Large shares are pessimistic about their children’s financial future
The coronavirus pandemic has been predicted to have wide-sweeping effects on the future of children around the world, particularly when it comes to education and economic outcomes. When respondents in 17 publics were asked how they think children will fare when they grow up, the prevailing view is that children will be financially worse off than their parents. More than two-thirds say this in France, Japan, Italy, Spain, Belgium, the U.S. and Canada.
A median of roughly a third (32%) say children will grow up to be better off than their parents where they live, with respondents in Singapore (61%) and Sweden (50%) standing out as particularly optimistic.
In some places, pessimism has markedly increased since before the COVID-19 outbreak, while in others, it has tempered. Respondents in Italy, the U.S., Germany, South Korea and Greece are now more pessimistic than they were in spring 2019, with Americans and South Koreans more pessimistic now than in any other year when the question was asked. However, respondents in the UK, Sweden, Australia and the Netherlands are more positive on their kids’ prospects now than in 2019. In fact, pessimism for their children’s future in Sweden and the UK is at its lowest point since the Center began asking this question in each country.
In the U.S., respondents of all political leanings are broadly pessimistic about the future of children, with views among conservative Republicans changing dramatically over the past year. In March 2020, 36% of conservative Republicans and Republican-leaning independents said children in the U.S. would be worse off than their parents. About three-quarters (76%) say so now, a 40-point increase.
When it comes to expectations for children’s futures among the publics surveyed, there are few consistent differences by age, education, income or ideology. In a handful of locales, women are more pessimistic than men, with the largest such difference in Belgium (75% of women vs. 61% of men say their country’s children will be worse off).

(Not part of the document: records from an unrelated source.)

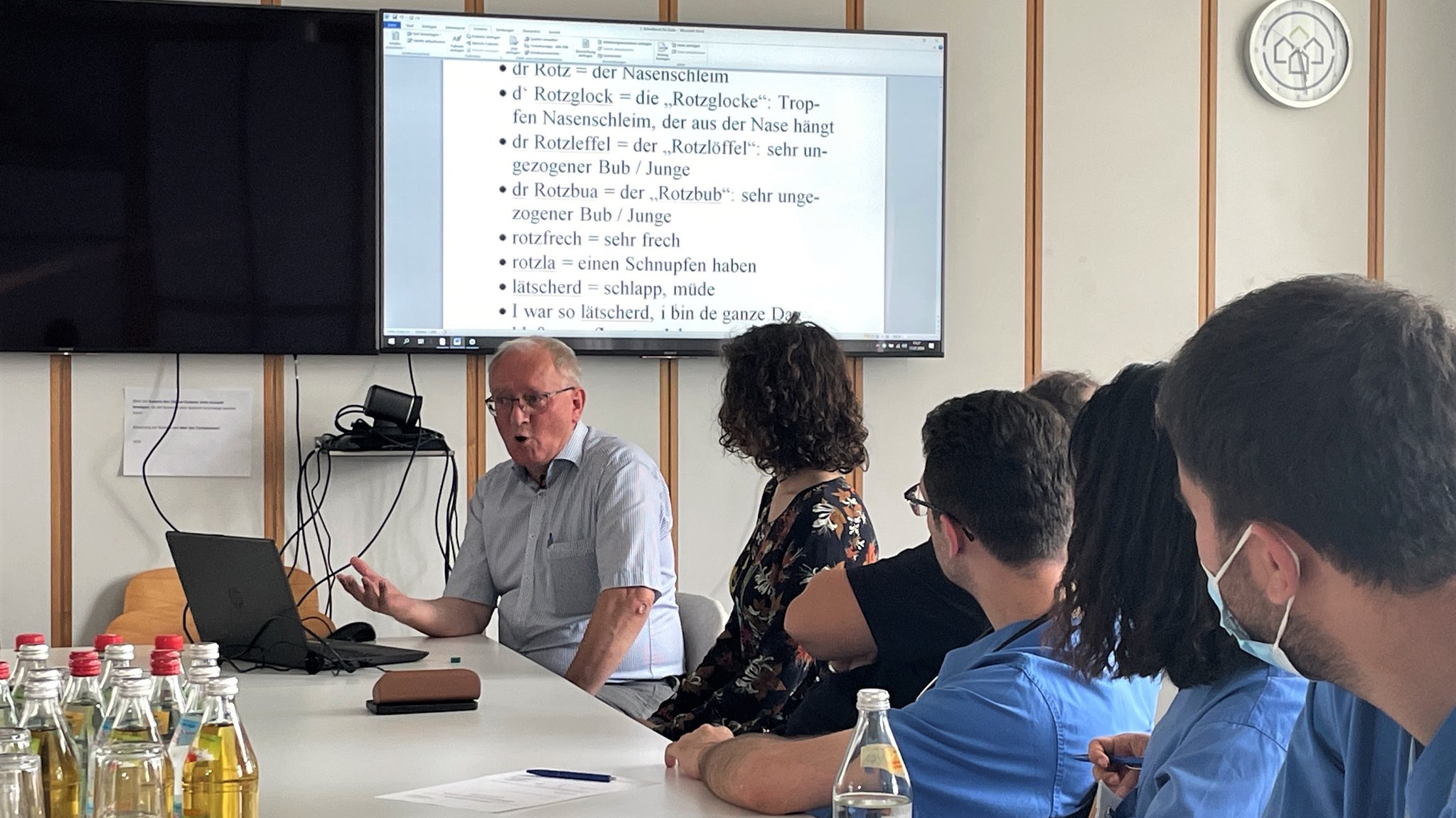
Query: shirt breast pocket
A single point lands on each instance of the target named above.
(571, 577)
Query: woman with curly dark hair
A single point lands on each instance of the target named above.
(791, 409)
(1135, 603)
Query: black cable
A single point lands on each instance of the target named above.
(414, 453)
(176, 401)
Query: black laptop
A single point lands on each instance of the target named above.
(240, 598)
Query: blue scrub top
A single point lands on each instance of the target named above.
(1219, 747)
(1432, 790)
(1346, 760)
(995, 736)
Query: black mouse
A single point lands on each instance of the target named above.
(354, 632)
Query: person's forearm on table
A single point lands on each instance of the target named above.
(615, 625)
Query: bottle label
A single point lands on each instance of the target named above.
(883, 758)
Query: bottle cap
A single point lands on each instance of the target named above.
(41, 687)
(872, 699)
(165, 662)
(21, 762)
(85, 662)
(123, 674)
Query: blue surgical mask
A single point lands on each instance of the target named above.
(1267, 651)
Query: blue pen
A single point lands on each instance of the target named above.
(1130, 762)
(571, 776)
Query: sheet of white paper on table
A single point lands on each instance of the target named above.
(211, 436)
(505, 792)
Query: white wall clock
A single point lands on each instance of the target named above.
(1299, 53)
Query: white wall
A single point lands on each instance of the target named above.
(985, 269)
(1420, 150)
(25, 495)
(117, 533)
(1120, 183)
(1292, 194)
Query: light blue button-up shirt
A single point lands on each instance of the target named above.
(543, 555)
(1219, 747)
(1346, 760)
(995, 736)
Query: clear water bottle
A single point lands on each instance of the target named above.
(109, 699)
(114, 658)
(220, 773)
(51, 740)
(9, 714)
(872, 780)
(132, 719)
(29, 658)
(197, 655)
(166, 691)
(80, 706)
(191, 721)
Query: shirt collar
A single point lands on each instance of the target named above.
(569, 453)
(1432, 785)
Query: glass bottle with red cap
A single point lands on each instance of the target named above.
(80, 706)
(166, 691)
(112, 658)
(9, 714)
(33, 657)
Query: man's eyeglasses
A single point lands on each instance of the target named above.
(918, 505)
(530, 404)
(921, 508)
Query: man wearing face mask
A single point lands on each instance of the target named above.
(1315, 429)
(571, 540)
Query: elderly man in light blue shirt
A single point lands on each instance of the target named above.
(569, 540)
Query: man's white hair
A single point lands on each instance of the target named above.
(561, 355)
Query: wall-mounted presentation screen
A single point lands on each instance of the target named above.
(657, 188)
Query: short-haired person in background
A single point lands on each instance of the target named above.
(1133, 604)
(1315, 429)
(571, 539)
(890, 625)
(993, 736)
(1066, 390)
(790, 407)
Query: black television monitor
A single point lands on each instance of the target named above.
(654, 188)
(187, 178)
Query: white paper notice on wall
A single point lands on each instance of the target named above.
(211, 436)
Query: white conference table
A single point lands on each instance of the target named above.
(321, 753)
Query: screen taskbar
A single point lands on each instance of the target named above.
(648, 347)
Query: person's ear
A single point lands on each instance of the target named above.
(956, 534)
(1275, 564)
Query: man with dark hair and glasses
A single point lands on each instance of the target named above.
(995, 734)
(571, 540)
(890, 623)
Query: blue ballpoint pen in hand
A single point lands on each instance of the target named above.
(568, 775)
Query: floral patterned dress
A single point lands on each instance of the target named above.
(754, 674)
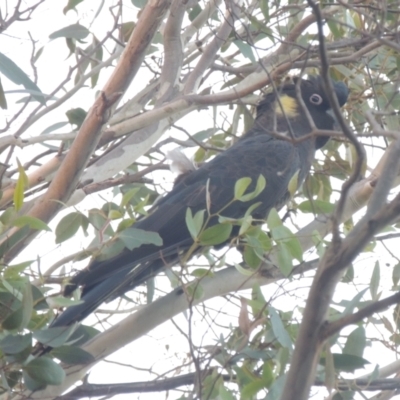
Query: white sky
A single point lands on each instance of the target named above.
(150, 351)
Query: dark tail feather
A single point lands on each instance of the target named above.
(118, 280)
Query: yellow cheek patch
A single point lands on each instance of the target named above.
(288, 106)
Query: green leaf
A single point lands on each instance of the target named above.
(75, 31)
(32, 222)
(14, 320)
(396, 274)
(375, 279)
(346, 362)
(316, 207)
(355, 302)
(244, 271)
(134, 237)
(72, 355)
(61, 301)
(285, 261)
(194, 12)
(27, 306)
(68, 226)
(194, 223)
(54, 337)
(251, 258)
(282, 234)
(293, 183)
(264, 6)
(126, 198)
(76, 116)
(3, 100)
(356, 342)
(225, 394)
(273, 219)
(201, 273)
(241, 186)
(278, 328)
(216, 234)
(14, 271)
(44, 370)
(16, 75)
(71, 5)
(14, 344)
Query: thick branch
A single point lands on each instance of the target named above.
(70, 171)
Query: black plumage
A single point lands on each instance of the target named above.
(271, 148)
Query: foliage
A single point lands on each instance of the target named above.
(95, 98)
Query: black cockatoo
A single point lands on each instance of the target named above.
(271, 148)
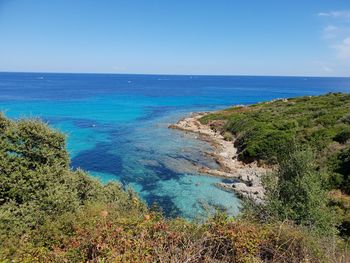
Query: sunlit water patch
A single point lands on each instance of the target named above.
(117, 127)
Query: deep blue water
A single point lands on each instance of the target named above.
(117, 126)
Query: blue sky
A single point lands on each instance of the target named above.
(177, 37)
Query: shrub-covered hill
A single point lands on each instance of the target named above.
(265, 130)
(50, 213)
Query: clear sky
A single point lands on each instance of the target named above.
(226, 37)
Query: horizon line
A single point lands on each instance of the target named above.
(173, 74)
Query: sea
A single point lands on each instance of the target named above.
(117, 127)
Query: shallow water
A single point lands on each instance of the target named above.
(117, 126)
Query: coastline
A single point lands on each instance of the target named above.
(248, 176)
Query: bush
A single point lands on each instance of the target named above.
(343, 136)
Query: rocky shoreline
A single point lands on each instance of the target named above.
(247, 176)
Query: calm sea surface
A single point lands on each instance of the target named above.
(116, 126)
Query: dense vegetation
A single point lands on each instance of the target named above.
(50, 213)
(265, 130)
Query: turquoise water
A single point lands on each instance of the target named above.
(116, 126)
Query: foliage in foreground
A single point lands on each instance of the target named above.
(49, 213)
(265, 130)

Those who say the current state of their economy is generally bad are far more likely to believe their children will be worse off in the future. In all publics surveyed, there are double-digit differences in pessimism between those who say their economy is good and those who say it is bad. In Taiwan, the difference is 42 points – 85% of those who think their economy is bad also think their children will be worse off, while 43% of those with positive views of their economy say their children will be worse off.
The survey finds that respondents tended to give high praise to the coronavirus response where they live, especially in the Asia-Pacific. But praise for the COVID-19 response is not uniform, and those who say the response has been bad are far more pessimistic about children’s futures there. There are large differences in both Greece and South Korea, where majorities approve of their local pandemic response, as well as in Japan and Spain, where majorities say their country has done a bad job dealing with the outbreak.
In a handful of publics surveyed, those who say their own life changed due to the pandemic (either a great deal or a fair amount) are more likely to say their children will be worse off. In Taiwan, roughly seven-in-ten of those whose lives were affected in this way are pessimistic, while just half of those whose lives did not change say the same. There are similar divides in the UK, South Korea, Canada and Australia.
Dissatisfaction with their economy’s recovery from the pandemic has also fed into respondents’ pessimism for the future. In nearly all publics surveyed, those who say their economy is failing to recover from the pandemic in ways that show weaknesses of their system are far more likely to say their children will be worse off than their parents. There are differences of 30 points or more on this issue in Greece, Canada and South Korea when compared with those who say the recovery has been a demonstration of economic strength.